I agree that these changes broke the test. I think it might need some manual progression like how I had to add it to fi_rdm_multi_client. It looks like this test is just doing fi_rdm which goes through the main codepath and will have the second client hang while waiting to recv the oob socket from the server (the server only sends it once). Do you have any ideas for how to solve this problem?
OOB for multiple clients is handled in ft_accept_next_cleint
, which calls ft_reset_oob()
which in turns calls ft_init_oob()
. You can try adding a send inside ft_accept_next_client
after ft_reset_oob
is called.
@j-xiong how is this?
Looks good now.
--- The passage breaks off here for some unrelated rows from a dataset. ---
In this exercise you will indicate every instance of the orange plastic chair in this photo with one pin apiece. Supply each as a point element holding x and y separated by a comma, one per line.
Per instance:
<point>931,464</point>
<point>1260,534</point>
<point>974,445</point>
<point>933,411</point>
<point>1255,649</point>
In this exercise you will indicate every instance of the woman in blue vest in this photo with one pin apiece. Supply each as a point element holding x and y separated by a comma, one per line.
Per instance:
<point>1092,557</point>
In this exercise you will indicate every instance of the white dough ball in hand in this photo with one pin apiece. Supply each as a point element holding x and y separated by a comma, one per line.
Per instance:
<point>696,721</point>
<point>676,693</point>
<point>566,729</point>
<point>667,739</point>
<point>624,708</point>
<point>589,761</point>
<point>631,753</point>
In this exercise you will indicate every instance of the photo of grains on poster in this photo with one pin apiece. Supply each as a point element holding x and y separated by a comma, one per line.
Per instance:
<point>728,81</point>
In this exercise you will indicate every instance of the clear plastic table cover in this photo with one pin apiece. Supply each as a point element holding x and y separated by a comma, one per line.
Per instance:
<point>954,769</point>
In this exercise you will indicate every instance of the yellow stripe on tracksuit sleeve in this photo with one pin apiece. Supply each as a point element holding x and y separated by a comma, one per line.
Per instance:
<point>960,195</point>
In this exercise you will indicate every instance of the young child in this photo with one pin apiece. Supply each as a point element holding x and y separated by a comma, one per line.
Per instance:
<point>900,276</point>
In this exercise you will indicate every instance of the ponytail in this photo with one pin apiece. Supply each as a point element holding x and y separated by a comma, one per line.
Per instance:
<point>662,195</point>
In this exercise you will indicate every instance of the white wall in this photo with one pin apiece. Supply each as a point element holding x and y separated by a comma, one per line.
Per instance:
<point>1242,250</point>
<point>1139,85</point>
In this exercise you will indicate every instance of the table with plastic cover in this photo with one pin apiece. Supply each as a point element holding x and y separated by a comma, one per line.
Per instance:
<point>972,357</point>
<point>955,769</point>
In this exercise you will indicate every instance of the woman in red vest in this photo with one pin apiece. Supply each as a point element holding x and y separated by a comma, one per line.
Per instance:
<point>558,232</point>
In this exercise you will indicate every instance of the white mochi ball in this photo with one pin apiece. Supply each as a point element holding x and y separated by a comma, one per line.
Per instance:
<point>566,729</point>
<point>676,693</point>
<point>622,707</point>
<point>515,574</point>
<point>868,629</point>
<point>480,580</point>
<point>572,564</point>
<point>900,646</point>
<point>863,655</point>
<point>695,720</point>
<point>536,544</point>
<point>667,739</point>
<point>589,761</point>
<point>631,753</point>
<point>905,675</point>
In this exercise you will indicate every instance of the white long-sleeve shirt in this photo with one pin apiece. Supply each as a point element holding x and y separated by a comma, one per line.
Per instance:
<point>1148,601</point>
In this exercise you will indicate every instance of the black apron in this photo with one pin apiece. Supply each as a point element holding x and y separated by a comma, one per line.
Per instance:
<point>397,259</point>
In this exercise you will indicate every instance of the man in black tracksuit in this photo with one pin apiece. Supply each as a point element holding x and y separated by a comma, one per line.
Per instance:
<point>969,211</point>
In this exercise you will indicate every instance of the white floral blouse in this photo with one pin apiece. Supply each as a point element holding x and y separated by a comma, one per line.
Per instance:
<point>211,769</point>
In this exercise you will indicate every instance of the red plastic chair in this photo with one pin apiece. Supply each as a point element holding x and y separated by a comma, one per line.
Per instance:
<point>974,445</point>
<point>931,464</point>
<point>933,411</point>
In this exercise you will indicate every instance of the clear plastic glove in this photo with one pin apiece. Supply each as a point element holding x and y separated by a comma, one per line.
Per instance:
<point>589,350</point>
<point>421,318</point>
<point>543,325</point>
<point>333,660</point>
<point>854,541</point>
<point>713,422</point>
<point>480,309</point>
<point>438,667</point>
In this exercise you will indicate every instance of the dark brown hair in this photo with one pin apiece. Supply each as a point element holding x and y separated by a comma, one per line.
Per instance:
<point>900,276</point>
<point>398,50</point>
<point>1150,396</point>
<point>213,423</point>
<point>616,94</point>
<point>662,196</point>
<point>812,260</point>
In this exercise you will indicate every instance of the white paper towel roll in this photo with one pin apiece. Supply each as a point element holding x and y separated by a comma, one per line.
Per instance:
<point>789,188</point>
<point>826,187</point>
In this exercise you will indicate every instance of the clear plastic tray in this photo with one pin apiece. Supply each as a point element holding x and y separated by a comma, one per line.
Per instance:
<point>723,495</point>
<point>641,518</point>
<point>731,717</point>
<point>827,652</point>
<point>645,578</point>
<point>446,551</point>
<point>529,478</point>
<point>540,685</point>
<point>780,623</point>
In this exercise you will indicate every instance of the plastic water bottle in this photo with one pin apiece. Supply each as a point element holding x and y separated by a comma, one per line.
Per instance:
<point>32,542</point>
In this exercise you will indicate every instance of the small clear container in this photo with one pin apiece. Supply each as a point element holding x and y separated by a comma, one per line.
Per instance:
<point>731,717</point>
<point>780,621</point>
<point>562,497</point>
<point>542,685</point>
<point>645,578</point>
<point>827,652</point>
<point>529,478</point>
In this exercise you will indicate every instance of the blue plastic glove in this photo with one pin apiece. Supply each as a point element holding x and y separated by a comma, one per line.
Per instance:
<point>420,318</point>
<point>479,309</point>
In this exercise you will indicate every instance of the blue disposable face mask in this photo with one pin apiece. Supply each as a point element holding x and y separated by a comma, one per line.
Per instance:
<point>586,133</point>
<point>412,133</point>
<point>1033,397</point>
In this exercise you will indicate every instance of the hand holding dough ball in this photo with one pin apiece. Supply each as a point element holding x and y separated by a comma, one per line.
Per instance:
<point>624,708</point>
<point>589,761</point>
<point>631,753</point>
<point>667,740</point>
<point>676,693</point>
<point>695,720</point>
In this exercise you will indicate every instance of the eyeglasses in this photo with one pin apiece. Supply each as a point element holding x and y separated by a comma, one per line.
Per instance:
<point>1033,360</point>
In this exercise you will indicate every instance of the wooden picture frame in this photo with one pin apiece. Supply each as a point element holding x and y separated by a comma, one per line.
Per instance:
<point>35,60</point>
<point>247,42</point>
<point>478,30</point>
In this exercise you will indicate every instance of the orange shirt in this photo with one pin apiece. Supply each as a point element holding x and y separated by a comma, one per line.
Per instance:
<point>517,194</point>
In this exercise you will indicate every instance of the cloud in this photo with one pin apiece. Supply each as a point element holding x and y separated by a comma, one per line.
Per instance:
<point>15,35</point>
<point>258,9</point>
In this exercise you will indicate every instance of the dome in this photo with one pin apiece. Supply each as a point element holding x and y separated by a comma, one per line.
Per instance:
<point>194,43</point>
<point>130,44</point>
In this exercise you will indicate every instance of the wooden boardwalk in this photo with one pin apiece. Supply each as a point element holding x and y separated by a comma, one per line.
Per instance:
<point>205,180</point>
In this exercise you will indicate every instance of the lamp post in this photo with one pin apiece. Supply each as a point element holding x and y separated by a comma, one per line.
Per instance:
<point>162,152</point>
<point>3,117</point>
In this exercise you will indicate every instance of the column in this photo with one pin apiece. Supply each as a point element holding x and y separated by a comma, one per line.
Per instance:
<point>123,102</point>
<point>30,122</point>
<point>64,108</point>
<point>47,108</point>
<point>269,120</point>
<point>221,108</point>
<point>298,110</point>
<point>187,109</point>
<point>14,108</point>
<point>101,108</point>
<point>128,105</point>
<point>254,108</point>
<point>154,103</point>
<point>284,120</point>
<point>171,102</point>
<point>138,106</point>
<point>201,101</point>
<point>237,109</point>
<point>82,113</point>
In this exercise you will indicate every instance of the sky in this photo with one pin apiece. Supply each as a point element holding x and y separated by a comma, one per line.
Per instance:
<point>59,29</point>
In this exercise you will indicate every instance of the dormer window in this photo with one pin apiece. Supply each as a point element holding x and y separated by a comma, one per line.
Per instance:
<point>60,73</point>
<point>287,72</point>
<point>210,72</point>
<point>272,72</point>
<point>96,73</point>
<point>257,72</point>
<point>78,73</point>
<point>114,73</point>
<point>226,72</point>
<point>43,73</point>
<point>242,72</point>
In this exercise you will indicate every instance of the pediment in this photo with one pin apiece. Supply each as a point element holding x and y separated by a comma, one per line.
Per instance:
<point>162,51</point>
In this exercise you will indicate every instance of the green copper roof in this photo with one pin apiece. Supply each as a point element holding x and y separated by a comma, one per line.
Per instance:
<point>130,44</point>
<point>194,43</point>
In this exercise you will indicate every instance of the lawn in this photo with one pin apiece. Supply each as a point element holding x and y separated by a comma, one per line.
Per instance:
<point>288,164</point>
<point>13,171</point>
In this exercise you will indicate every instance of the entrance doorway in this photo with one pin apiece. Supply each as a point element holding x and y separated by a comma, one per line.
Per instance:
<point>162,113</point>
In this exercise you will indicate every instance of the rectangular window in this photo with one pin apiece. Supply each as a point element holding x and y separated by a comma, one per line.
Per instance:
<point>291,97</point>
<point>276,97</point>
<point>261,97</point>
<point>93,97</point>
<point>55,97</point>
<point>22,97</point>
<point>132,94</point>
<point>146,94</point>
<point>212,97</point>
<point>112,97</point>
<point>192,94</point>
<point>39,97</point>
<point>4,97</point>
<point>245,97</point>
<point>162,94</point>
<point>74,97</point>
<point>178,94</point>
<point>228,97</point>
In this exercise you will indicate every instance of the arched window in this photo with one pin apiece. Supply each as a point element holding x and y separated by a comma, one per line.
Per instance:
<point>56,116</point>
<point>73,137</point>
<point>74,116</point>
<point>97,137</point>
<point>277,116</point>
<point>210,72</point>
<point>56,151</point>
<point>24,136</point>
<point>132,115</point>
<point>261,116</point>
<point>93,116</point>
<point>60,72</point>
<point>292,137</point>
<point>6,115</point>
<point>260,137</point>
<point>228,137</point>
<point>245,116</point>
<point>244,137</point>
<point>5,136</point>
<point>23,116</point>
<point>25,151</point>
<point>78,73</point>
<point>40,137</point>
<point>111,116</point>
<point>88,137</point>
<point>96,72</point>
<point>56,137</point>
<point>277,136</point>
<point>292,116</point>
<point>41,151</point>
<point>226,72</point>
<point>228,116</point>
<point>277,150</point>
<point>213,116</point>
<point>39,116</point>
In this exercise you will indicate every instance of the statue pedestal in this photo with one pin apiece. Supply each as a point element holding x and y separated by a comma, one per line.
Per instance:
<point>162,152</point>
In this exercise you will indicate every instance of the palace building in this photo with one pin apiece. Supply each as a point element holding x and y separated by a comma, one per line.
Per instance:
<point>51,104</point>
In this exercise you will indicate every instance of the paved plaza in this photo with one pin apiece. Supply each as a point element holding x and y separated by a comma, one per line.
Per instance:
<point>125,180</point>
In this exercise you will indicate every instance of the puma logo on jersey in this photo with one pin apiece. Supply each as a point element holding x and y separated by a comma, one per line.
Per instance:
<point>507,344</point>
Let's see if CI would find any issue.
@shijin-aws can you share the AWS CI failure?
The same test failed again, looking at it now
So the test is run like this
server expects to get messages from 2 clients
fi_rdm -C 2 -p efa -E
client 1 and 2 comes and left and does ping-pong with server via (Just run the following command twice )
fi_rdm -p efa -E <server_ip>
The sever does OK when the first client comes and left
But when the second client comes it starts to get the error
ft_sock_recv(): common/shared.c:3951, ret=-107 (Transport endpoint is not connected)
I can reproduce the error with TCP provider as well
ubuntu@ip-172-31-39-234:~/PortaFiducia/build/libraries/libfabric/main/source/libfabric/fabtests$ fi_rdm -C 2 -p tcp -E
Waiting for message from client...
Data check OK
Received data from client: Hello from Client!
ft_sock_recv(): common/shared.c:3951, ret=-107 (Transport endpoint is not connected
So it looks the change broke the multi-client mode of fi_rdm
fabtests: Synchronize on Initialization fabtests/functional: Add manual init sync to fi_rdm_multiclient
Some providers (verbs ud) might require the server to be fully initialized before the client process calls getinfo with the server address. This causes a No Data Available error due to the fi_info call failing during initialization by not being able to find the name on the server. This is seen most often in cases where a socket (usually oob [out of band]) is initialized before getinfo in the ft_init_fabric sequence. Adding a sync only if an oob socket has been initialized to order the initialization correctly will prevent this from happening.
The syncronization is for client to start getinfo only after the server is done initializing everything.
fi_rdm_multiclient test needs its client startup to have a manual sync since it does not follow the normal codepath of going through ft_init_fabric like the server and other tests do. This sync will only happen on the first client that connects because it is only necessary to give the server enough time to spin up all the resources. It is not necessary for future clients because the server has already started all of those resources.